Tudo isto se passou em Novembro de 2016 e desde então Omer e Meryem nunca mais souberam das suas filhas mais novas. “Sou uma de milhares de pessoas uigures cuja família foi destruída”, diz Omer no relatório da Amnistia Internacional publicado esta sexta-feira que documenta vários casos de separação de famílias em Xinjiang, uma região onde o Estado chinês tem posto em prática uma política altamente repressora da comunidade uigur, descrita por alguns observadores como um genocídio em curso.
A Amnistia entrevistou seis famílias uigures que fugiram de Xinjiang antes da intensificação da repressão contra a minoria muçulmana a partir de 2017. Desde então, estima-se que pelo menos um milhão de uigures tenham sido internados em “campos de reeducação”, onde são forçados a trabalhar, perdem o contacto com as suas famílias, são impedidos de rezar e são sujeitos a uma assimilação cultural forçada.
Há também relatos de abusos sexuais e agressões cometidos contra esta comunidade e casos de esterilizações forçadas. Ao mesmo tempo, as autoridades chinesas construíram um grande aparato de vigilância urbana na província de 25 milhões de habitantes, transformando Xinjiang numa espécie de laboratório para tecnologias de controlo social.
O Governo chinês nega estar a cometer abusos contra a população uigur e descreve as suas políticas como tendo objectivos benévolos de integração da minoria muçulmana e para prevenir o terrorismo fundamentalista.
“Choramos à noite”
Para muitos dos uigures que fugiram de Xinjiang, essa decisão privou-os quase totalmente do contacto com familiares que permaneceram na China. Depois de ter estado quase um ano sem saber notícias sobre os pais de Meryem, a família soube que tinham sido internados num dos “campos de reeducação”, mas continuam sem saber o paradeiro das duas filhas que estavam ao seu cuidado.
“A minha mulher e eu choramos apenas à noite, para esconder a nossa mágoa dos nossos outros filhos”, diz Omer. Sem poder regressar por medo de represálias, a família apelou à embaixada turca em Pequim para pedir informações às autoridades chinesas informações sobre as filhas, mas nunca obteve resposta.

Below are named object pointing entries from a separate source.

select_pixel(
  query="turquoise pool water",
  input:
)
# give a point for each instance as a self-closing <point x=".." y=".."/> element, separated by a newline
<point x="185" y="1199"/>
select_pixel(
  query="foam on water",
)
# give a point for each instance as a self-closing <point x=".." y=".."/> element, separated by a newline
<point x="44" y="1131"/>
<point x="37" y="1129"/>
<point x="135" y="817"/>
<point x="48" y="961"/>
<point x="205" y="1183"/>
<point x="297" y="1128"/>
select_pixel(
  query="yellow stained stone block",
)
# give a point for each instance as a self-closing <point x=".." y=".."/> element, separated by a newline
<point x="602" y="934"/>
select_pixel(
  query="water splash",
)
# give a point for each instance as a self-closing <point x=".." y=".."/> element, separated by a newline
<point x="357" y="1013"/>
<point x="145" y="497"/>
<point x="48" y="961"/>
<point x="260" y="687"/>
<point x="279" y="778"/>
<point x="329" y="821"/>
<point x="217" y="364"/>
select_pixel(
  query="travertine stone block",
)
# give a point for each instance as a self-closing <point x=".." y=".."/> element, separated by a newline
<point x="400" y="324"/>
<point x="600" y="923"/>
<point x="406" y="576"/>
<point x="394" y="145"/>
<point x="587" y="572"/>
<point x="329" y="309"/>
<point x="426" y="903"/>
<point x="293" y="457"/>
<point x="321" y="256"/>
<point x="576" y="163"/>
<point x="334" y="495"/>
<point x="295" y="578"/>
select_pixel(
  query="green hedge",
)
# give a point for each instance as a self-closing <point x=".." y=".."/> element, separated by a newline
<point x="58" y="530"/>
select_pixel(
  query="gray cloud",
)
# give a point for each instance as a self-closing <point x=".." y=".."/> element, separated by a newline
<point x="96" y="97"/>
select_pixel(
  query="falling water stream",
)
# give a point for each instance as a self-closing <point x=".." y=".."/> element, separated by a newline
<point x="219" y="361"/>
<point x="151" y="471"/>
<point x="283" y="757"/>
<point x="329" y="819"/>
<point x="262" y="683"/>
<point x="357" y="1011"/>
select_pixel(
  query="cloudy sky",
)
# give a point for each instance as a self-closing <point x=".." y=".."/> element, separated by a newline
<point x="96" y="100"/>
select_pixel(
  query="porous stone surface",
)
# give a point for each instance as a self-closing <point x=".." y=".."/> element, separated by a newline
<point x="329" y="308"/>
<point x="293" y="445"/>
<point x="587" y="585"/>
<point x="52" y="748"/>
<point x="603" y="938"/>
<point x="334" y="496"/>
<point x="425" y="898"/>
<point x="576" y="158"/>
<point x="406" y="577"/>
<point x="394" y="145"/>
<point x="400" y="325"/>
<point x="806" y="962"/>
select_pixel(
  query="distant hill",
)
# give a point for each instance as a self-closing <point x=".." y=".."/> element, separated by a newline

A Amnistia também conta o caso de Rizwangul, uma mulher uigur emigrada no Dubai desde 2014 que deixou o filho Muhammed, de três anos, em Xinjiang com os avós que a aconselharam a deixar a criança terminar os estudos na China. Rizwangul costumava passar férias na sua cidade natal, mas em 2017, quando se preparava para o voltar a fazer, amigos e familiares aconselharam-na a não viajar.
A irmã disse-lhe, alguns meses depois, que Muhammed estava a viver na escola, e Rizwangul percebeu que o filho tinha sido internado num campo de “reeducação”. A última vez que falou com ela foi há mais de três anos, apenas para a irmã lhe dizer para não voltar a ligar por ser inseguro.
“Imaginem que não conseguem falar com a vossa família, que não sabem se os vossos filhos, os vossos pais ou familiares estão vivos ou não durante anos. Imaginem que não são apenas vocês, mas milhões de pessoas separadas dos seus familiares”, disse Rizwangul.
A Amnistia diz que os quatro casos que apresenta no relatório “apenas desvendam a superfície da escala do sofrimento suportado pelas famílias uigures separadas das suas crianças”. “Os uigures no estrangeiro hesitam frequentemente em falar publicamente sobre as violações de direitos humanos contra si e as suas famílias por receio de retaliação contra os seus familiares na China”, explica o investigador da Amnistia Internacional na China, Alkan Akad.
A organização não-governamental deixa apelos ao Governo chinês para que permita o acesso sem restrições de equipas de investigação das Nações Unidas, investigadores independentes e jornalistas, a Xinjiang para apurar potenciais violações de direitos humanos contra os uigures.